Hitachi Vantara Pentaho Community Wiki
Child pages
  • Get Data from XML - Handling Large Files
Skip to end of metadata
Go to start of metadata

When you want to read in large files the following ongoing is recommended

  • Create a smaller file if you want to use the "Get XPath nodes" or "Get Fields"buttons (it simplifies your life a lot).
  • Define the property "Prune path to handle large files". When the prune path is given, the file is processed in a streaming mode in chunks of data separated by the prune path. At first this can be almost the same as the "Loop XPath" property with some exceptions:
    • Only node names and slashes are allowed here (if your document and Loop XPath includes namespaces, do not enter them here)
    • You can define the prune path different to the Loop XPath and start at a higher level, examples are below.
  • Memory considerations: About one percent of the file size is needed as memory when you prune at the lowest level.
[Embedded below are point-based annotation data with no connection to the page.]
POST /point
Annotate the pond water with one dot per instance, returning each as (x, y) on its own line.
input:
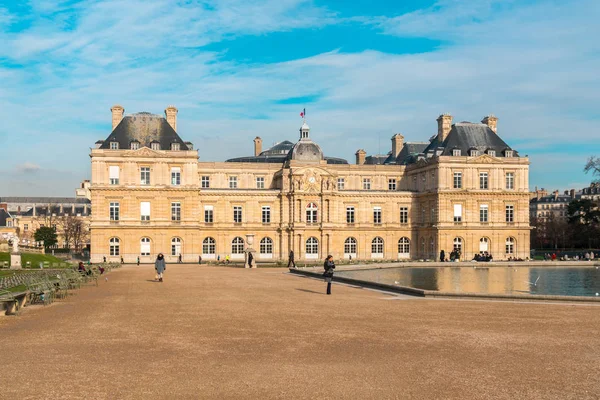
(515, 279)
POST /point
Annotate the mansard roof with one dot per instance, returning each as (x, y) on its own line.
(408, 154)
(465, 136)
(144, 128)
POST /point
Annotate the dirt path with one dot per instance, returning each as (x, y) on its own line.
(210, 332)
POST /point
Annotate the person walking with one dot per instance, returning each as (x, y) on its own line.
(160, 266)
(329, 266)
(291, 263)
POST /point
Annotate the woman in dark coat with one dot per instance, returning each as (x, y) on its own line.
(160, 266)
(328, 274)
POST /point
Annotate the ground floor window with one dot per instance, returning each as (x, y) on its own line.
(145, 247)
(209, 246)
(266, 246)
(510, 245)
(312, 245)
(114, 246)
(237, 245)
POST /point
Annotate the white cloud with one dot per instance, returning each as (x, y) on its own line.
(27, 168)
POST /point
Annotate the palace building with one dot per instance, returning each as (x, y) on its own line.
(464, 189)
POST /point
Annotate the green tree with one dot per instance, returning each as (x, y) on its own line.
(47, 234)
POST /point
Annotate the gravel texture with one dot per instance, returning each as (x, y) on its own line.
(215, 332)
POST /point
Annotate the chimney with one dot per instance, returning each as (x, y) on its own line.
(171, 113)
(444, 126)
(491, 121)
(397, 144)
(257, 146)
(117, 112)
(360, 157)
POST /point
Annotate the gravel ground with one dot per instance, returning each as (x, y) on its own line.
(216, 332)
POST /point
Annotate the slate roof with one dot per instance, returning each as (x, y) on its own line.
(465, 136)
(45, 200)
(4, 215)
(279, 153)
(408, 154)
(145, 128)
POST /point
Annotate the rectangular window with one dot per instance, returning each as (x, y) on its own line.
(113, 173)
(377, 215)
(366, 184)
(114, 211)
(510, 180)
(510, 213)
(145, 175)
(176, 211)
(404, 215)
(266, 215)
(458, 180)
(176, 176)
(483, 213)
(145, 210)
(208, 214)
(483, 180)
(458, 213)
(350, 215)
(205, 182)
(237, 214)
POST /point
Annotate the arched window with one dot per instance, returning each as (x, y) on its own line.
(114, 245)
(175, 246)
(404, 247)
(377, 247)
(457, 244)
(266, 246)
(510, 245)
(312, 246)
(311, 213)
(237, 245)
(350, 247)
(209, 246)
(484, 244)
(145, 247)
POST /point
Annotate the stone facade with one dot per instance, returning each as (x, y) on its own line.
(146, 201)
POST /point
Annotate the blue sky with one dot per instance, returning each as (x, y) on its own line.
(236, 69)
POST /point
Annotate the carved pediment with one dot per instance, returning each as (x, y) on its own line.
(143, 152)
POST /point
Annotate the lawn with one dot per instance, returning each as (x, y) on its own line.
(33, 258)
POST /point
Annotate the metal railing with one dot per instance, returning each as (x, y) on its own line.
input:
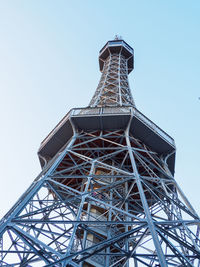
(78, 112)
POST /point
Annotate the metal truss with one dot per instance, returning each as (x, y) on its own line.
(105, 200)
(113, 88)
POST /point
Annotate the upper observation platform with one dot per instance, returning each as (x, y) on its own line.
(111, 108)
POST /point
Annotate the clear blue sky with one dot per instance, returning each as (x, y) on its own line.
(49, 64)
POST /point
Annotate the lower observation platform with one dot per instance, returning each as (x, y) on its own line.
(108, 118)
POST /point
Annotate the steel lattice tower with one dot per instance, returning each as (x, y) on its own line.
(106, 195)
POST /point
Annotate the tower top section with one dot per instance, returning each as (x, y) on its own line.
(116, 62)
(117, 46)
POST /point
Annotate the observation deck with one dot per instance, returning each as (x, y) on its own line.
(108, 118)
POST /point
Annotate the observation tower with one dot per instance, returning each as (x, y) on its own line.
(106, 195)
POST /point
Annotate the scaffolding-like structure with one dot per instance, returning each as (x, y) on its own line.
(106, 195)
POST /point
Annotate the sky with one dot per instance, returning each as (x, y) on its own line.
(49, 64)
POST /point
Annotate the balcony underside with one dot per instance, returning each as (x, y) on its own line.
(88, 119)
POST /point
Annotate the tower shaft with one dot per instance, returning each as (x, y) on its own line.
(113, 88)
(106, 195)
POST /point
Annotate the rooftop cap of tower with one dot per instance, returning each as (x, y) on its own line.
(117, 47)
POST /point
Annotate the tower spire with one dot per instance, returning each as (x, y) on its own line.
(116, 62)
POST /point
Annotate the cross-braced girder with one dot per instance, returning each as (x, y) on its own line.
(90, 209)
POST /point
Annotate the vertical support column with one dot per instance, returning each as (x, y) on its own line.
(150, 222)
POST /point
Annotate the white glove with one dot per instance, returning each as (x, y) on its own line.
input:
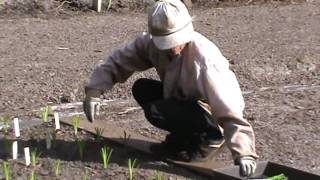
(91, 103)
(91, 107)
(248, 166)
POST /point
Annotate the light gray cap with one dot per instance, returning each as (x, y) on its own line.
(170, 24)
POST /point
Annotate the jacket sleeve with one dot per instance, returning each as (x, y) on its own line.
(121, 64)
(221, 89)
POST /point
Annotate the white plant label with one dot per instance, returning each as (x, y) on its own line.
(57, 120)
(16, 127)
(48, 141)
(27, 155)
(15, 150)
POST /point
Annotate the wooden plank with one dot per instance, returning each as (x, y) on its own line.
(142, 144)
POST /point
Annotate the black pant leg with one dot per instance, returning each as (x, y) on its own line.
(180, 117)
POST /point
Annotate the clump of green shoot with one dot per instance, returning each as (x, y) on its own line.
(86, 175)
(7, 144)
(81, 147)
(99, 133)
(33, 175)
(57, 167)
(278, 177)
(159, 176)
(109, 4)
(131, 166)
(34, 157)
(6, 171)
(75, 123)
(6, 120)
(45, 114)
(106, 154)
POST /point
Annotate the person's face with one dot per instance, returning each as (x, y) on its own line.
(176, 51)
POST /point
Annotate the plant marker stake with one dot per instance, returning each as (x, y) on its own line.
(57, 121)
(15, 150)
(48, 141)
(16, 127)
(27, 155)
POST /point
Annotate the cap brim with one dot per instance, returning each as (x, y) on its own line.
(175, 39)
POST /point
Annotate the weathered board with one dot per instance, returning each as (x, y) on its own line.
(142, 144)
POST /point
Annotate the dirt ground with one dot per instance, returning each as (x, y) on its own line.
(273, 48)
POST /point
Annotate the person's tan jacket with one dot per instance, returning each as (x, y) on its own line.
(201, 72)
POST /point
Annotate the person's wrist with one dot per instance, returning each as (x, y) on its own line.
(92, 93)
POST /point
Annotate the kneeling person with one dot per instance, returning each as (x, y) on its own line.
(196, 95)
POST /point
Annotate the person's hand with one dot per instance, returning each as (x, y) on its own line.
(91, 104)
(247, 166)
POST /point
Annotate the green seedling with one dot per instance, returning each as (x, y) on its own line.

That means for a 1GB file, you would need about 100MB of extra memory what is normally within the range of the default Java VM setting of 256MB that we use. (If you need higher values, please chage the -Xmx256m option in your .bat or .sh files.)

Notes:

  • When detailed logging is activated you will see log entries of: "Streaming mode for processing large XML files is activated."
  • Ensure to disable debug logging for processing large files.
  • The pruning (streaming) mode is not possible when "XML source is defined in a field" is activated.
  • Do not prune at lower levels then the Loop XPath... otherwise you get too much elements.

How to tweak the performance and processing by using different levels of the prune path?

For instance the following document structure has to be processed (small sample is attached):

<?xml version="1.0" encoding="UTF-8"?>
<AllRows>
    <Rows rowID="1">
         <Row><v1>abc[...]</v1> <v2>abc[...]</v2> <v3>abc[...]</v3> <v4>abc[...]</v4> <v5>abc[...]</v5> <v6>abc[...]</v6> <v7>abc[...]</v7> <v8>abc[...]</v8> <v9>abc[...]</v9> </Row>
         <Row><v1>abc[...]</v1> <v2>abc[...]</v2> <v3>abc[...]</v3> <v4>abc[...]</v4> <v5>abc[...]</v5> <v6>abc[...]</v6> <v7>abc[...]</v7> <v8>abc[...]</v8> <v9>abc[...]</v9> </Row>
         [...]
    </Rows>
     [...]
</AllRows>

Now think of the number of <Row> elements are about 100 MB and we have some more blocks (chunks) of these data. When you have 3 blocks you have a file with 300 MB, with 10 blocks you have a 1GB file.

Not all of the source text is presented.